Run delegated flows from the Admin Console

With delegated flows, admins can be assigned the ability to run Okta Workflows directly from the Admin Console. Flows that are delegated to an admin appear on the Delegated Flows page where they can be invoked without signing in to the Workflows Console. This gives super admins more granular control over their admin assignments. See Delegated flows.

New permissions for custom admin roles

Super admins can now assign these new permissions to their custom admin roles:

• Manage authorization server

• View authorization server

• Manage customizations

• View customizations

The authorization server permissions can be scoped to all or to a subset of the org's authorization servers. With these new permissions, super admins can now create custom admin roles with more granular permissions for managing their org's customizations and authorization servers. See Role permissions.

Splunk available for Log Streaming

Many organizations use third-party systems to monitor, aggregate, and act on the event data in Okta System Log events.

Log Streaming enables Okta admins to more easily and securely send System Log events to a specified system such as the Splunk Cloud in near real time with simple, pre-built connectors. Log streaming scales well even with high event volume, and unlike many existing System Log event collectors, it doesn't require a third-party system to store an Okta Admin API token. See Log streaming.

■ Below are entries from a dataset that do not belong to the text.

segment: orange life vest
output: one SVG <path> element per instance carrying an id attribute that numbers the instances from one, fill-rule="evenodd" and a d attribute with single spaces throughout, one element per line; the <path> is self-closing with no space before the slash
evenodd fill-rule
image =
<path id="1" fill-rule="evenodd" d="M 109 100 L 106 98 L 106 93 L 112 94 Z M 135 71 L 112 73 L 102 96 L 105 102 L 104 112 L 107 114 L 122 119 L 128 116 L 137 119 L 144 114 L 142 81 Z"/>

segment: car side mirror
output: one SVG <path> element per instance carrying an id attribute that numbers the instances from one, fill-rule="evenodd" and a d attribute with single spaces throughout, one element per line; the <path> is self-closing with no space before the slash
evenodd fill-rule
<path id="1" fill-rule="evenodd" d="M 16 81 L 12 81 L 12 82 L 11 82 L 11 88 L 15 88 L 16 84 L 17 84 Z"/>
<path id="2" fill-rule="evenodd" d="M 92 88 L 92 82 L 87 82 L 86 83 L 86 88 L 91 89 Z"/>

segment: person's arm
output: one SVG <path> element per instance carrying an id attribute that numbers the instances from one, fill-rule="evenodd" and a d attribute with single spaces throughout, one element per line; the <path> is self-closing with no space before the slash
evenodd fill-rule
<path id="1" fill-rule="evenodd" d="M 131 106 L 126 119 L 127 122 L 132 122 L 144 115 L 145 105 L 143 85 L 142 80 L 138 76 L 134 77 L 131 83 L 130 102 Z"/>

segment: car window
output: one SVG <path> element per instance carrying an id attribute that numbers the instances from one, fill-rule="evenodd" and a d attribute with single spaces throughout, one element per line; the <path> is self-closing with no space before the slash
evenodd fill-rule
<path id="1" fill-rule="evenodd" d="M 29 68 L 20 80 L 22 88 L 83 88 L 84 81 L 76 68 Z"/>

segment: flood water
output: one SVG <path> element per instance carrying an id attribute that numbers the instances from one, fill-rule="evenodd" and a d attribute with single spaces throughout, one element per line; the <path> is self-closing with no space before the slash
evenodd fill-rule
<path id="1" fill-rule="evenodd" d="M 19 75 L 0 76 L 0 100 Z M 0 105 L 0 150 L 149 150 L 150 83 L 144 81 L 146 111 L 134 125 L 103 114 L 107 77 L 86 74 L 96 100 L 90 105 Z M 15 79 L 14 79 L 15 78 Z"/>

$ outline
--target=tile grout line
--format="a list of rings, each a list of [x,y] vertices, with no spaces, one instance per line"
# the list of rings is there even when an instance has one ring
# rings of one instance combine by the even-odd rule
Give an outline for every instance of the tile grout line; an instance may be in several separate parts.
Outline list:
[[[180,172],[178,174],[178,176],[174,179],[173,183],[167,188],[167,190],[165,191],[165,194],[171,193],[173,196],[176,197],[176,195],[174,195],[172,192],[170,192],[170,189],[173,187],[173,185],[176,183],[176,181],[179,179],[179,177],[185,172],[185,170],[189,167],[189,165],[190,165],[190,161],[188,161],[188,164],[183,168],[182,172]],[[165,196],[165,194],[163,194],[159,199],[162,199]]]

Automatically update public keys in the Admin Console

Using private_key_jwt as your app's client authentication method requires that you upload public keys to Okta and then use the private keys to sign the assertion. Then, you must update the client configuration each time you rotate the key pairs. This is time-consuming and error-prone. To seamlessly use key pairs and rotate them frequently, you can now configure private_key_jwt client authentication in the Admin Console for OAuth clients by specifying the URI where you store your public keys. See Manage secrets and keys for OIDC apps.

Incremental Imports for the Org2Org app

Okta now supports incremental imports for the Org2Org app. Incremental imports improve performance by only importing users that were created, updated, or deleted since your last import. See Okta Org2Org.

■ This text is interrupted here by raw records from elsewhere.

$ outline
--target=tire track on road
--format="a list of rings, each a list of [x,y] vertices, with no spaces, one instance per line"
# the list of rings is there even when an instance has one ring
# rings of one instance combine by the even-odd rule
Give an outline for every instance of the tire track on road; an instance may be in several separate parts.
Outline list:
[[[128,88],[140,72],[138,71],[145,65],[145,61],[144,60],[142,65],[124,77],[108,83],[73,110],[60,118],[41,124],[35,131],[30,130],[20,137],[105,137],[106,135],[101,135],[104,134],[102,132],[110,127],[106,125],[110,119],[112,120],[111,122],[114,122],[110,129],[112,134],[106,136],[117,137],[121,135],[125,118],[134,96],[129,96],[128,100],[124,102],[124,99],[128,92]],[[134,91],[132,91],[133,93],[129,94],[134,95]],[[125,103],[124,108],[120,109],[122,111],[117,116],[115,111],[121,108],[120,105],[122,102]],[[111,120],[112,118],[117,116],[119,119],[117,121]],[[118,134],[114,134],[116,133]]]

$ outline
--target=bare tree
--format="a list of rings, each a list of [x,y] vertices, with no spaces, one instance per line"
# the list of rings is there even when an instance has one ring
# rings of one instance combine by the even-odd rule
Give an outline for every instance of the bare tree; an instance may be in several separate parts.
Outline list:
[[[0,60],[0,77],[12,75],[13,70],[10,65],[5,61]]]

Additional Okta username formats for LDAP-sourced users

Three additional Okta username formats are now available for LDAP-sourced users. In addition to the existing options, admins can now select Employee Number, Common Name, and Choose from schema to form the Okta username. These new options allow admins to use both delegated authentication and Just-In-Time (JIT) provisioning with LDAP directory services. With these new provisioning options, it is now easier for admins to integrate their LDAP servers with Okta. See Configure LDAP integration settings.

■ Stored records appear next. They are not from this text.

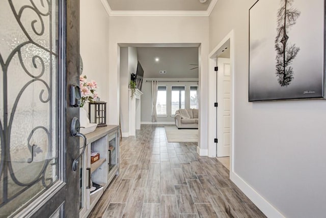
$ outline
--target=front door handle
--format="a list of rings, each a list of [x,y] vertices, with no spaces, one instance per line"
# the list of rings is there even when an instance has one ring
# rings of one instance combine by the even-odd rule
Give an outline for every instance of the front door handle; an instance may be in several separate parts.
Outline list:
[[[83,146],[83,151],[82,151],[82,153],[79,154],[78,157],[75,159],[72,162],[72,170],[74,172],[77,170],[79,159],[85,151],[85,148],[86,148],[87,145],[86,137],[85,137],[84,134],[79,132],[80,129],[80,123],[79,123],[79,120],[77,118],[75,117],[72,119],[72,121],[71,121],[70,133],[72,136],[82,137],[84,140],[84,146]]]

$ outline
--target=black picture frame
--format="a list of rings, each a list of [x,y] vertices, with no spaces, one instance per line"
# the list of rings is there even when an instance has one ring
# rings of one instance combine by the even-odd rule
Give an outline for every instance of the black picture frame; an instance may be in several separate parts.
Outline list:
[[[325,1],[313,2],[258,0],[250,8],[250,102],[325,99]]]

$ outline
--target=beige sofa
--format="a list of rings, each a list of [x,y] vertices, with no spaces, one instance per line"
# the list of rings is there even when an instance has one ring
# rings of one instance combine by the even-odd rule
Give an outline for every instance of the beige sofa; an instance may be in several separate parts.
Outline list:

Windows Autopilot integration with Okta

You can now use Okta to secure and streamline the Windows Autopilot flow on end-user devices. Before this integration, if you were using Okta Device Trust or Okta FastPass, it prohibited the enrollment of a new device through Windows Autopilot. The new integration now allows you to accommodate Not Trusted devices with Windows Autopilot while continuing to use Okta Device Trust and Okta FastPass for Trusted devices. It also allows you to add a sign-on policy rule in Okta that requires MFA when enrolling a device through Windows Autopilot. This increases security without compromising the user experience and ensures that the right person gets the access to the device. See Typical workflow for using Okta with Windows Autopilot.

Manage email notifications for custom admin roles

Super admins can configure the system notifications and Okta communications for custom admin roles. Configuring the email notifications helps ensure admins receive all of the communications that are relevant to their role. See Configure email notifications for an admin role.

Third-Party Risk

Okta Risk Eco-System API / Third-Party Risk enables security teams to integrate IP-based risk signals to analyze and orchestrate risk-based access using the authentication layer. Practitioners can step up, reduce friction or block the user based on risk signals across the customer's security stack. Apart from improving security efficacy, this feature also enhances the user experience by reducing friction for good users based on positive user signals. See Risk scoring.